Tuesday, December 6, 2011

Mom...

Today I saw my Mom.  It has been two years since I last saw her but here she is in California.  She lives in a place far far away called Texas and not only does she live in Texas but she lives all the way across it!  I spent some time with her in the morning and it was so nice to see her and have her give me a hug I used to love so much when I was little.  Later I took my babies and my wonderfully happy niece to go see her.

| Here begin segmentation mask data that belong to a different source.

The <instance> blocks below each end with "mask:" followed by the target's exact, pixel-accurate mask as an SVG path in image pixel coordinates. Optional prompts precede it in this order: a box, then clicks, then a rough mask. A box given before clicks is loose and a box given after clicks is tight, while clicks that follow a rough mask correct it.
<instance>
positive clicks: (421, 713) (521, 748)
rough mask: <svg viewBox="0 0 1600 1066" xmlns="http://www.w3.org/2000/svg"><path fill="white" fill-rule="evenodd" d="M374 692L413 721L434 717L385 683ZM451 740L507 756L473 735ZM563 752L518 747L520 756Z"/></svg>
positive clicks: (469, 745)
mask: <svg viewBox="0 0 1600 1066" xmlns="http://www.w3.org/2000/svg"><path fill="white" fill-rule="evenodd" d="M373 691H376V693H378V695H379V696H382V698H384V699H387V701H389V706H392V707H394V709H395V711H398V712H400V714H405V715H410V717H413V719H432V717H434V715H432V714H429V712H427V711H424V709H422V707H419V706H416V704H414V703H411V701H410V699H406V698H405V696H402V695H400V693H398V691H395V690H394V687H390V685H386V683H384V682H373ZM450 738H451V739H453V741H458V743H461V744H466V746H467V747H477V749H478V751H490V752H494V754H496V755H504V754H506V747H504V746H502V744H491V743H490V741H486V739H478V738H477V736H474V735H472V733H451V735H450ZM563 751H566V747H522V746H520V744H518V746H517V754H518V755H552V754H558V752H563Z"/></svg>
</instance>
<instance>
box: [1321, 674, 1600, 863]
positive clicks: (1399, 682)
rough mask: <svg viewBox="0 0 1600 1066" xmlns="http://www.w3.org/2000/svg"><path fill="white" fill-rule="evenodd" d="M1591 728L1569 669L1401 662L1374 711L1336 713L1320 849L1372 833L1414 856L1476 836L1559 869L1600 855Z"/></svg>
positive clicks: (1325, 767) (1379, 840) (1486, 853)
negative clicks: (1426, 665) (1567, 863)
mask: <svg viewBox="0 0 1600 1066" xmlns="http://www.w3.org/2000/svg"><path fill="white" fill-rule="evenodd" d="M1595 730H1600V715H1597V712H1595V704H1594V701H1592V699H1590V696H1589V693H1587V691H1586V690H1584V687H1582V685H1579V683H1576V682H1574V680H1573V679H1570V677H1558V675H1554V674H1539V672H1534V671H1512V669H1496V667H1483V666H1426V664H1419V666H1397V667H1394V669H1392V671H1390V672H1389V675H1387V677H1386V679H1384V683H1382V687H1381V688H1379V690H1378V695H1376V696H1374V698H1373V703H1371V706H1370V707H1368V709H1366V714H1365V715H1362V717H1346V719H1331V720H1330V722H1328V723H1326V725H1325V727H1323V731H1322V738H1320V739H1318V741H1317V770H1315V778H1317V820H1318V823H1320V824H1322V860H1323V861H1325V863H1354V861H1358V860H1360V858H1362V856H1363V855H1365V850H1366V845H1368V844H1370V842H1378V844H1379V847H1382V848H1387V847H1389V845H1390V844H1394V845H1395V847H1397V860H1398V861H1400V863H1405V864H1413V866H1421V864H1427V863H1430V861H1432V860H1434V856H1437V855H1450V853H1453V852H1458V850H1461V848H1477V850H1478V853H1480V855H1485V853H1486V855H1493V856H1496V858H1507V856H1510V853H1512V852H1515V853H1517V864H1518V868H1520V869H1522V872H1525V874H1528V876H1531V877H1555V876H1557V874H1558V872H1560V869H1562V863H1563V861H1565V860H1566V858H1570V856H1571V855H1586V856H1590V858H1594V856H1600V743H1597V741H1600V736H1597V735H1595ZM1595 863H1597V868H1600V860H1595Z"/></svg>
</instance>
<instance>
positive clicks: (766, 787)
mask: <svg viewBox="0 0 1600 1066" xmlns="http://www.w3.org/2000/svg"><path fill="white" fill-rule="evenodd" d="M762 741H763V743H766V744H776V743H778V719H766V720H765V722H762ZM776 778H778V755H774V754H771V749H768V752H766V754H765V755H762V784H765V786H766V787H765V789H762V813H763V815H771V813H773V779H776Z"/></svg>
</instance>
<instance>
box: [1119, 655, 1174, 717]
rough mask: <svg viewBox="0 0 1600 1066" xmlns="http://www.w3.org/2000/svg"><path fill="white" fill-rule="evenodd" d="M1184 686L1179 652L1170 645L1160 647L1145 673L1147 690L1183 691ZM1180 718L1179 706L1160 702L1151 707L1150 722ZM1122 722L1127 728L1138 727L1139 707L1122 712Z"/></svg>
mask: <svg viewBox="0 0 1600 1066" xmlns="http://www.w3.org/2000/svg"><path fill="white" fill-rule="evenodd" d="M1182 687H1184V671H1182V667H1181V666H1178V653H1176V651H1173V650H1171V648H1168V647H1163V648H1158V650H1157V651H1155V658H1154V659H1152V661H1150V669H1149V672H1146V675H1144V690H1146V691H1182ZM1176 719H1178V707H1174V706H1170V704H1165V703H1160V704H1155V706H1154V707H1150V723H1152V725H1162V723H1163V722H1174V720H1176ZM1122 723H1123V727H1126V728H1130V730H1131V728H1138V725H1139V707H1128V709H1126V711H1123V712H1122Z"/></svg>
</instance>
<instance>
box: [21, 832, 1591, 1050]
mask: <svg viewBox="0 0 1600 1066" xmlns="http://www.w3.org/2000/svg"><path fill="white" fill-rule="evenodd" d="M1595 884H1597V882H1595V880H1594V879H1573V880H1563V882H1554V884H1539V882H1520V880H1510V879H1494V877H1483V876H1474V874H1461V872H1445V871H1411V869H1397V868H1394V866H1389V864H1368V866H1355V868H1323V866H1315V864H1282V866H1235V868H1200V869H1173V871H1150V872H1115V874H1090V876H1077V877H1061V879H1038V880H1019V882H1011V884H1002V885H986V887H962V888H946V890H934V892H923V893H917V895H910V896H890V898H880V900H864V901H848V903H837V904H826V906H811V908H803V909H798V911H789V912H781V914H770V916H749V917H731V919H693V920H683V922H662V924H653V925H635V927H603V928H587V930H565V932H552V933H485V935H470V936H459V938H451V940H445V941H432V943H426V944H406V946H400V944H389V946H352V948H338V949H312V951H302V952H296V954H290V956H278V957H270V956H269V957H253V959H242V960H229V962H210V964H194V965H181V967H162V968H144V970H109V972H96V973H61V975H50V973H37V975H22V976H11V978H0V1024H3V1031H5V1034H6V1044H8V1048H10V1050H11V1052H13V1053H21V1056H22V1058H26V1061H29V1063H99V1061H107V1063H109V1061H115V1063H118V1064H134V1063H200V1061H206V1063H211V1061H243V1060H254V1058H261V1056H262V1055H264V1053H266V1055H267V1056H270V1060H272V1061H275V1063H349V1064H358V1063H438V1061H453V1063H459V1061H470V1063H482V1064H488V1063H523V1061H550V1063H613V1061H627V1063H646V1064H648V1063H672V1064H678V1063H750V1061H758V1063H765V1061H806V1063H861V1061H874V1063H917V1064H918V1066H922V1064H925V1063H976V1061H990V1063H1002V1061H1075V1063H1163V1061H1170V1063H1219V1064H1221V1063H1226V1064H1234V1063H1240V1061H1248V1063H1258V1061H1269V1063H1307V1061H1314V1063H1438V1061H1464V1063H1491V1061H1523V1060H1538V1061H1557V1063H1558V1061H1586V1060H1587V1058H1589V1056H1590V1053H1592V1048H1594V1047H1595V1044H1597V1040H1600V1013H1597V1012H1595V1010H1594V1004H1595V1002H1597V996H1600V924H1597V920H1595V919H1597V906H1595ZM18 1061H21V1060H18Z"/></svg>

It was like she never left.

My whole future is up in the air right now.  I have it all mapped out in my head, my perfect little happy and peaceful life and all that's holding me from getting there is me, I wish I was not fearful of things I can't see.  When I leave I know that my babies will be spending a lot of time with me wherever I go.  It will be hard to not always be in the same place with them but then I remember this is for the best. 

I imagine us living whereever we may live just a happy little threesome of a family down from a foursome.  It will take some adjusting but we will all find our places.  I am their mother.  I know they act like nothing bothers them  but I know better.  I wish we could press fast forward and be in that place already.  A place where we are happy and there is no unrest or fighting.  We have a long way to go.

I know though that one day when they are older they will still love me no matter where I live or what decisions I have made.  Though it may not always be visible, the love between a mother and her children never vanishes completely.  I know people who are like best friends with their parents and then I also know some who live less than a half an hour away from their parents and they have not talked in years.  I miss my mom every day and I know I should tell her I miss her and love her more-perhaps that will be my new years resolution. 

After seeing my mom today it was kind of a confirmation in my soul that told me that I would be alright.  My kids will be alright after all is said and done and so will I .I am looking forward to this month with my mom.  I don't know when I will see her again after this so I will cherish every moment I can-starting with today.  Love you Mom and I hope to be the lkind of mom you have been to us!